I have payroll woes and I don't even like bringing up the subject. Bright and early this morning I figured out a time schedule which would, if it worked out, enable me to have the payroll completed during the period of six hours. Unfortunately, as I finished the first page I was interrupted. The interruption threw me off kilter and I did the second page over about four times. No typographical errors were involved. They were those devious and hidden errors which are the bane of a Company Clerk. They are the errors which if not corrected, would prevent a man from receiving his full pay or maybe none at all or maybe too much. Nevertheless, after having solved that problem my patience had reached a limit and I made mechanical mistakes which again necessitates the retyping of the pages. The jitters seemed to be catching and soon every clerk in the Personnel Section was bemoaning his fate etcetera ad infinatum. Even the great Jack Molyneaux who was on his very last page "blew up" and couldn't do that last page perfect to save his soul. The toss up of the entire situation is that the payroll is not done and time is now growing short indeed in which to do it in. After this letter I intend to see if I can't do a page or so.

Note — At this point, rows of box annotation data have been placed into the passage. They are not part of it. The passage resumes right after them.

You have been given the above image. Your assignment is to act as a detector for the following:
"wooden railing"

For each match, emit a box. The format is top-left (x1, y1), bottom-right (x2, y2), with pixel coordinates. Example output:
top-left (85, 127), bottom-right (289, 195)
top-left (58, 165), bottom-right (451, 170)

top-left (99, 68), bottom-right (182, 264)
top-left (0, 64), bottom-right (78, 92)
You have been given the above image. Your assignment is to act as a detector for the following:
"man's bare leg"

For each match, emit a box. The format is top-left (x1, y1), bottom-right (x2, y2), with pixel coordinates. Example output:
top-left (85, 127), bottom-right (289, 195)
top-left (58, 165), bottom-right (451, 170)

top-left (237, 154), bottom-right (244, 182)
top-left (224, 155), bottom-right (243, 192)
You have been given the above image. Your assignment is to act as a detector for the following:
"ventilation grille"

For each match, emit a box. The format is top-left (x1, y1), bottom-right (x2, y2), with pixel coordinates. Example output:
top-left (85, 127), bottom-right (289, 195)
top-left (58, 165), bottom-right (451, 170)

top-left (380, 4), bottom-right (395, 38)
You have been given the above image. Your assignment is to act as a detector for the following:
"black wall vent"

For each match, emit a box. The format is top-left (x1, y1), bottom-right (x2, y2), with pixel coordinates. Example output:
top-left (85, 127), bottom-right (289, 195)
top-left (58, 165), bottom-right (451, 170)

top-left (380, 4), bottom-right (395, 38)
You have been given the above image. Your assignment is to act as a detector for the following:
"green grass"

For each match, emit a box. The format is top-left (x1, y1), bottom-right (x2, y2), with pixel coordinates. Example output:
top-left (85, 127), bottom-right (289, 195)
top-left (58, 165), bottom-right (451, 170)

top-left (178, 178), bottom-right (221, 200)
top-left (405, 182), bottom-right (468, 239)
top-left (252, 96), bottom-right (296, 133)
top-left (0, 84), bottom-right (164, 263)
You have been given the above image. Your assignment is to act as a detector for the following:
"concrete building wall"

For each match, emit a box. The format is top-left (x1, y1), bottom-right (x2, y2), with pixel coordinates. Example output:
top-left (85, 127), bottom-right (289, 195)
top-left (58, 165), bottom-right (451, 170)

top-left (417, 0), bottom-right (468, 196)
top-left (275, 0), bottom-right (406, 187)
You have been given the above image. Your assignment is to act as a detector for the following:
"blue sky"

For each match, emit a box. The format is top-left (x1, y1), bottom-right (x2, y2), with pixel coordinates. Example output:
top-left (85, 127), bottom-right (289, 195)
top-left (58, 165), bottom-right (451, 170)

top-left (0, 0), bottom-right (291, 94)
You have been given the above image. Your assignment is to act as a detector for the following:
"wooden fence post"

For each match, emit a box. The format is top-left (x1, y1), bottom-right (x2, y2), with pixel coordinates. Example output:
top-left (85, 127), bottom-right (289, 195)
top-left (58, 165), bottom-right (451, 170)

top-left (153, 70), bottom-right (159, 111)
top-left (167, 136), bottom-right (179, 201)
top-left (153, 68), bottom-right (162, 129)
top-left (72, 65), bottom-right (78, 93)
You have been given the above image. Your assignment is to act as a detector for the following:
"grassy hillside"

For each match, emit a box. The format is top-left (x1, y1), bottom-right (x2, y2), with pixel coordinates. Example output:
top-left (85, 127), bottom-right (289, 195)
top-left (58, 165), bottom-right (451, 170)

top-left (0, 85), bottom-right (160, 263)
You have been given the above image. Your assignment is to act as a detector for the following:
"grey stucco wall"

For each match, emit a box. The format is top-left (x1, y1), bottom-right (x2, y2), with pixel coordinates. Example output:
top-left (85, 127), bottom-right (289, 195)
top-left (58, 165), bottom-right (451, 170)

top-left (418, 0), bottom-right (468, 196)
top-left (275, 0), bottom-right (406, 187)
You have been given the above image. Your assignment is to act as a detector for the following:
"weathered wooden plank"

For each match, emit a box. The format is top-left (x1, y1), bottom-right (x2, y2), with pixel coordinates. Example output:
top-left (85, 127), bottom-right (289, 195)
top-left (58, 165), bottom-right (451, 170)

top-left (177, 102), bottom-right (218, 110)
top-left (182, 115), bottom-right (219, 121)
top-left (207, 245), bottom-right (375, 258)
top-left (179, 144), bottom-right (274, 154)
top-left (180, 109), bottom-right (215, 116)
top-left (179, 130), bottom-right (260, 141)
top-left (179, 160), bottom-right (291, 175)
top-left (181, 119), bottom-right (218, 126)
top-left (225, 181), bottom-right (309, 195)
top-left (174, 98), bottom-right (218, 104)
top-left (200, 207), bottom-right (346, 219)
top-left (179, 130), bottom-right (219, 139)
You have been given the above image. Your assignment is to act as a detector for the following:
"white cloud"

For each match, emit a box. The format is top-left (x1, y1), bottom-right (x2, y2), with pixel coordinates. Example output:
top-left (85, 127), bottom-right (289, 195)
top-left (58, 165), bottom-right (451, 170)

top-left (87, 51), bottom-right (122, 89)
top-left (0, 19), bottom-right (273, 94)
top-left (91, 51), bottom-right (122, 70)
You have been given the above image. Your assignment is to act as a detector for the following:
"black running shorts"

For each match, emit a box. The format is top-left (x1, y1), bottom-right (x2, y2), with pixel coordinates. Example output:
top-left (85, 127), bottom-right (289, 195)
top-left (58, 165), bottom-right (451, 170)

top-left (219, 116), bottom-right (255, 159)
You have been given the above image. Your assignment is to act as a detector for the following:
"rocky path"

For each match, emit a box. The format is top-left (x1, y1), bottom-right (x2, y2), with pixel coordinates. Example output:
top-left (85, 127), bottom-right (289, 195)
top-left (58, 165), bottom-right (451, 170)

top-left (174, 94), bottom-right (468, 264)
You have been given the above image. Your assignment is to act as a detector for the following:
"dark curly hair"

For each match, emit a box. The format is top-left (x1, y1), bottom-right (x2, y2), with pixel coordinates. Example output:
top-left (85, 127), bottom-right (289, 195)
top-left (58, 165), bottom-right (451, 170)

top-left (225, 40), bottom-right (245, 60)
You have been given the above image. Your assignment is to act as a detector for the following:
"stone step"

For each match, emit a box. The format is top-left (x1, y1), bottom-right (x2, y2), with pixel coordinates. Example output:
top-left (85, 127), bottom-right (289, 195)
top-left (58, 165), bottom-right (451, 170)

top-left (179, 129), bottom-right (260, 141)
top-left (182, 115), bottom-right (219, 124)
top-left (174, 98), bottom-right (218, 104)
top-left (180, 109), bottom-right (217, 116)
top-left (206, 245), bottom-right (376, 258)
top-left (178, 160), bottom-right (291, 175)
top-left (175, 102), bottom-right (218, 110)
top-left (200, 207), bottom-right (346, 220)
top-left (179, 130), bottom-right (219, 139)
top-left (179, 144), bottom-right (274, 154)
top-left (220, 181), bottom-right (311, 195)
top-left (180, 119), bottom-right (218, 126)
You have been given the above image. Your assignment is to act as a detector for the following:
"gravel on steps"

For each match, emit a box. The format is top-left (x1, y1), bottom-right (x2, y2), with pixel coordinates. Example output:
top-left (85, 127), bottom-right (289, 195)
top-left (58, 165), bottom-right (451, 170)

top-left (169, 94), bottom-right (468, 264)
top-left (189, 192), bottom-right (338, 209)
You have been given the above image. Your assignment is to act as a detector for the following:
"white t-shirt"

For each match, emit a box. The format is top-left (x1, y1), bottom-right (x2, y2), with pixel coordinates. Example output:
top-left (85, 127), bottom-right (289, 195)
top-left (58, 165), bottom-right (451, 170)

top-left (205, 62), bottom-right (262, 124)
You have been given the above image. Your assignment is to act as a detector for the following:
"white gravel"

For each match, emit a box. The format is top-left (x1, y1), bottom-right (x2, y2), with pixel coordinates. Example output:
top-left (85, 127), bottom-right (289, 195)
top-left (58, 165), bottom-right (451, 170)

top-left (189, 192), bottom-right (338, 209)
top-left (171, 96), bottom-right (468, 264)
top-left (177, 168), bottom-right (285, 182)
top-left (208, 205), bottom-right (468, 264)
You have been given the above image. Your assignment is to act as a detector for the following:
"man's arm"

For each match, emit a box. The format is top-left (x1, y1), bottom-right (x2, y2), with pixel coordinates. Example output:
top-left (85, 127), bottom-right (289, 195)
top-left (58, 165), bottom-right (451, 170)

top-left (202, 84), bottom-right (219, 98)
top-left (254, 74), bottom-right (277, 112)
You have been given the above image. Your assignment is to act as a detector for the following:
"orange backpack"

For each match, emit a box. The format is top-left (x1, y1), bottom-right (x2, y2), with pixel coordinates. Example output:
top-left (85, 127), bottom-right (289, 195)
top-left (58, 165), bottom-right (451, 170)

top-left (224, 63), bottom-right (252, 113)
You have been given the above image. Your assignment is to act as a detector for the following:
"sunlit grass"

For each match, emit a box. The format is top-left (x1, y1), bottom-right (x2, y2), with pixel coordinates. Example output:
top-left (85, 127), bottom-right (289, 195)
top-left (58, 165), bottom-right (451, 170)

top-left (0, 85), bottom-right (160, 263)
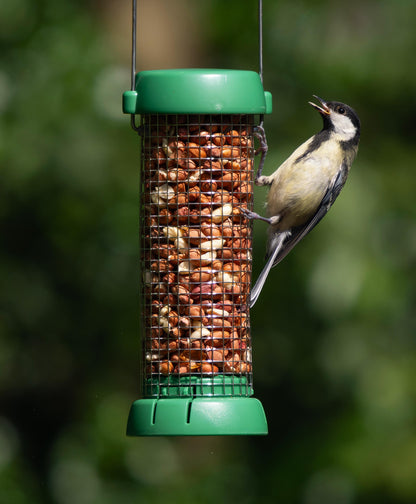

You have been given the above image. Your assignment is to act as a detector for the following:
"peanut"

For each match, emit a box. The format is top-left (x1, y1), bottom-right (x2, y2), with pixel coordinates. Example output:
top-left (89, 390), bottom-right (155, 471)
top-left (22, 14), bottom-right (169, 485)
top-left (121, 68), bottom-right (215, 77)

top-left (142, 115), bottom-right (254, 376)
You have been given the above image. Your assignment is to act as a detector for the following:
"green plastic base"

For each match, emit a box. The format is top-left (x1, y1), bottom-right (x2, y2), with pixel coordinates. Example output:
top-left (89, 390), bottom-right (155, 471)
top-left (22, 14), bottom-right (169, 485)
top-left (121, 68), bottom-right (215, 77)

top-left (127, 397), bottom-right (268, 436)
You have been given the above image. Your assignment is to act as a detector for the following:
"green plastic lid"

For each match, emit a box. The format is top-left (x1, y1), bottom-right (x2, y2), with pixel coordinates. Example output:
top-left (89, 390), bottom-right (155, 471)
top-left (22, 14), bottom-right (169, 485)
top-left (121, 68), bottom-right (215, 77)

top-left (123, 68), bottom-right (272, 114)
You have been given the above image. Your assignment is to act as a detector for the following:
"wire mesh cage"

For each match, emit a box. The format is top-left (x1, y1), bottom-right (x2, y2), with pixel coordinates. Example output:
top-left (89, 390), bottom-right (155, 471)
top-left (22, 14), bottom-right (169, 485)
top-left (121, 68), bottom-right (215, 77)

top-left (124, 71), bottom-right (267, 435)
top-left (141, 114), bottom-right (254, 397)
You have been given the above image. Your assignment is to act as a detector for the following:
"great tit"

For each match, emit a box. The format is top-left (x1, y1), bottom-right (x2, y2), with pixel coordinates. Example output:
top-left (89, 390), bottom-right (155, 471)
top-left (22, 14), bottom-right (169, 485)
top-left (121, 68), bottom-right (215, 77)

top-left (243, 95), bottom-right (360, 307)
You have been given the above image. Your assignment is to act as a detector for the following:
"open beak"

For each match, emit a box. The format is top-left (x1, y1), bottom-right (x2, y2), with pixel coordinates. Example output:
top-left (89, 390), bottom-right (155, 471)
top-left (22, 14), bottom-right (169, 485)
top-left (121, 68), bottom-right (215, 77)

top-left (309, 95), bottom-right (331, 115)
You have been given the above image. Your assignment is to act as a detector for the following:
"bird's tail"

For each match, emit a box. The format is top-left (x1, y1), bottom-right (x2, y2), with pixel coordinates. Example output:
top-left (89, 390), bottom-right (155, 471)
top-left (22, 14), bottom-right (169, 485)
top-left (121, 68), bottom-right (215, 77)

top-left (250, 231), bottom-right (290, 308)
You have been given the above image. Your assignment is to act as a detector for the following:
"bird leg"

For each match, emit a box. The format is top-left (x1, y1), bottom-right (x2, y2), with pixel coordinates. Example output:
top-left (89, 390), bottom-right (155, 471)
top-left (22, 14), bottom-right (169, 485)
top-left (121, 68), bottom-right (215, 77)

top-left (240, 207), bottom-right (280, 225)
top-left (254, 121), bottom-right (269, 185)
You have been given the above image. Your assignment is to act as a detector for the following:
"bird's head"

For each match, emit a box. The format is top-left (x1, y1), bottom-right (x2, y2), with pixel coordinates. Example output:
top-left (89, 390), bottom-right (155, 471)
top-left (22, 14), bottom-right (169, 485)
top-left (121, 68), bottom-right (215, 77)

top-left (309, 95), bottom-right (360, 144)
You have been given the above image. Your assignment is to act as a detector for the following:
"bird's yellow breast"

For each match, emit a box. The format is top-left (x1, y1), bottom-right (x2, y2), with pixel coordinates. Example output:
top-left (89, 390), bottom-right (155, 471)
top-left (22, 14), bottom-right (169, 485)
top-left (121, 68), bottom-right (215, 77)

top-left (267, 142), bottom-right (343, 230)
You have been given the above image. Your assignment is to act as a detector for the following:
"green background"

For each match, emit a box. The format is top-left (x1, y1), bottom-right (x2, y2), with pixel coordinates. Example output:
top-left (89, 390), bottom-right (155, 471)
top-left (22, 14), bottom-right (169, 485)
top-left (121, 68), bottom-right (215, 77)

top-left (0, 0), bottom-right (416, 504)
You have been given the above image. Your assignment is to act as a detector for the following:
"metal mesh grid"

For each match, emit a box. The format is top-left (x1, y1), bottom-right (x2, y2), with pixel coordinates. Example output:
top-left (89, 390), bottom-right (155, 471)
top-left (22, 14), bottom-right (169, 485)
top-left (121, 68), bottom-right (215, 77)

top-left (140, 114), bottom-right (254, 397)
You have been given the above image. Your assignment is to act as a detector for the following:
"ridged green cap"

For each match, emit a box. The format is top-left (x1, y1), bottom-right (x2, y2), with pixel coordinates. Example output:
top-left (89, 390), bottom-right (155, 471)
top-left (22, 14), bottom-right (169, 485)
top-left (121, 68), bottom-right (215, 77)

top-left (127, 397), bottom-right (268, 436)
top-left (123, 68), bottom-right (272, 114)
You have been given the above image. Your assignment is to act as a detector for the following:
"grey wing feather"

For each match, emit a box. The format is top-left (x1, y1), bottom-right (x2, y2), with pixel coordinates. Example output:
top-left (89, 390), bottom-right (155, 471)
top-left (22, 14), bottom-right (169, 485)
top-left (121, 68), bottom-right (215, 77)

top-left (266, 163), bottom-right (348, 267)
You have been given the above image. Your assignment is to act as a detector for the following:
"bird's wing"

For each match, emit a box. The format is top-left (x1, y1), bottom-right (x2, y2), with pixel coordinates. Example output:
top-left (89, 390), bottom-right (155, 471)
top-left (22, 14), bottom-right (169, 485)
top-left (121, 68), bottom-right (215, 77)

top-left (266, 163), bottom-right (348, 267)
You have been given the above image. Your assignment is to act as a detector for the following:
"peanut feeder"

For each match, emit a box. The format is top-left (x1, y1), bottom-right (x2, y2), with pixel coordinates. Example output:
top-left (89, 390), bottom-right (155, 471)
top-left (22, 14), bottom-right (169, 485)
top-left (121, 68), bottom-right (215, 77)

top-left (123, 69), bottom-right (271, 436)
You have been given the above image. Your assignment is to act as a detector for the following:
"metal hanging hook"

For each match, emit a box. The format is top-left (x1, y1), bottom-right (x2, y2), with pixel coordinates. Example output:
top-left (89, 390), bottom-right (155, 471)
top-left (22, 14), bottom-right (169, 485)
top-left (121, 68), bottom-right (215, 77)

top-left (259, 0), bottom-right (263, 84)
top-left (131, 0), bottom-right (140, 132)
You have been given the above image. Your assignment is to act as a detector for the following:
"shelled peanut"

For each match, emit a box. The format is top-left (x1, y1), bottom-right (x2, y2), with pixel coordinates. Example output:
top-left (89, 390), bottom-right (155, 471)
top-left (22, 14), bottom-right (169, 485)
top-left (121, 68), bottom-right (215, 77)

top-left (141, 115), bottom-right (254, 376)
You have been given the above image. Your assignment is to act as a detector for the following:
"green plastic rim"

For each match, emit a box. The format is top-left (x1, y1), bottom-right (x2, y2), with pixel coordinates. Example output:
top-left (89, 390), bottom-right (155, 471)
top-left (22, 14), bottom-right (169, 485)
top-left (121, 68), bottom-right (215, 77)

top-left (143, 374), bottom-right (253, 398)
top-left (123, 68), bottom-right (272, 114)
top-left (127, 397), bottom-right (268, 436)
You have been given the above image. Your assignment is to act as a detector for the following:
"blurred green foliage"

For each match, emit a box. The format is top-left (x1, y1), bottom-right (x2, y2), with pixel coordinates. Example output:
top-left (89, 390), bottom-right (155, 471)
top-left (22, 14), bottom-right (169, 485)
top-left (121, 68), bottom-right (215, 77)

top-left (0, 0), bottom-right (416, 504)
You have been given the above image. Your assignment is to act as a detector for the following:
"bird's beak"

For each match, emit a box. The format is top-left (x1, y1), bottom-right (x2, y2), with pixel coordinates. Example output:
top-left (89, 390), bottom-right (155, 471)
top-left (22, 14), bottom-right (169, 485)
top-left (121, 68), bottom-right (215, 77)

top-left (309, 95), bottom-right (331, 115)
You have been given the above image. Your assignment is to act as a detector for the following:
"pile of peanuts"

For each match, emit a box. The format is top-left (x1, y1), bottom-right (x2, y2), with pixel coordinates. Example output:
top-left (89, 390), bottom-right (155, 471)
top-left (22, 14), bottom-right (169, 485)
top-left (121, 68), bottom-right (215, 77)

top-left (141, 115), bottom-right (254, 378)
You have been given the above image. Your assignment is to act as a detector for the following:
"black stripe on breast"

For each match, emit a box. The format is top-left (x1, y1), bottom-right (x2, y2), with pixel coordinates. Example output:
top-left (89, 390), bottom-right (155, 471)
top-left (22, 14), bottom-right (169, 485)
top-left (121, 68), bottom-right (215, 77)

top-left (295, 129), bottom-right (331, 164)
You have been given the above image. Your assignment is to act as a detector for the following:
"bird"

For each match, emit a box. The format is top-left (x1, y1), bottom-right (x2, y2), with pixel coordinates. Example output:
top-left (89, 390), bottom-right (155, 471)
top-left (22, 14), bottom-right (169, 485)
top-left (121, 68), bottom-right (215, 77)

top-left (242, 95), bottom-right (361, 307)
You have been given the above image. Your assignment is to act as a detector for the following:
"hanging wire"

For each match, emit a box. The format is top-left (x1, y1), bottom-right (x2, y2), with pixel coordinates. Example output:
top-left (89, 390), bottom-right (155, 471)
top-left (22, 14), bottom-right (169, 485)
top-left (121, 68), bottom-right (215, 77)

top-left (259, 0), bottom-right (263, 84)
top-left (131, 0), bottom-right (140, 132)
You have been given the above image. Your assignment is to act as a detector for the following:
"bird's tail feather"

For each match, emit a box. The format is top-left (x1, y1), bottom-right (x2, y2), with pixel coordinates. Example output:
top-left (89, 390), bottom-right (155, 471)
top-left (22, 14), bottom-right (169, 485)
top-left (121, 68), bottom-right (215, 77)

top-left (250, 231), bottom-right (290, 308)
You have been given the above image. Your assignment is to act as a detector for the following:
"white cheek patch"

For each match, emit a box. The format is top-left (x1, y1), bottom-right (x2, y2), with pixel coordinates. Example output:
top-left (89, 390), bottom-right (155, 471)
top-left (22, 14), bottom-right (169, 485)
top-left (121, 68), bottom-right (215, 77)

top-left (331, 112), bottom-right (356, 142)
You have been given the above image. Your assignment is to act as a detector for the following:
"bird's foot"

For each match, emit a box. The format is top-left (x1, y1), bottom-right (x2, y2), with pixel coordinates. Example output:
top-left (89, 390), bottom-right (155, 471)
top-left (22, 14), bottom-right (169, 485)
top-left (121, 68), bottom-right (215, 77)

top-left (254, 121), bottom-right (269, 183)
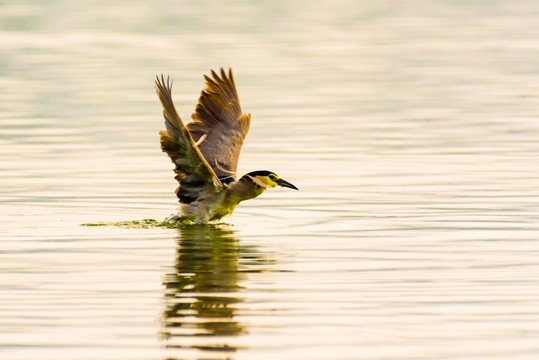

The timepiece is still keeping excellent time. It ticks so quietly that I can't hear it run.

The latest news from Lt Yantis is that I will have to run the show both tomorrow evening and Saturday night because he will be in town on business. Therefore, from the looks of things, it will not be until Sunday, if then, that I will have the opportunity to send a thank you note to the Klicks and, incidentally, one to the Victory Club Members of Block Number So-and-so.

Did I mention to you that Ray A. Gradler has given up the job of bugling? The feeling was mutual all around --- he was glad to quit, the company was glad to get him and the Administration was glad to see him go. It looks as if he will go from bugler to truck driver.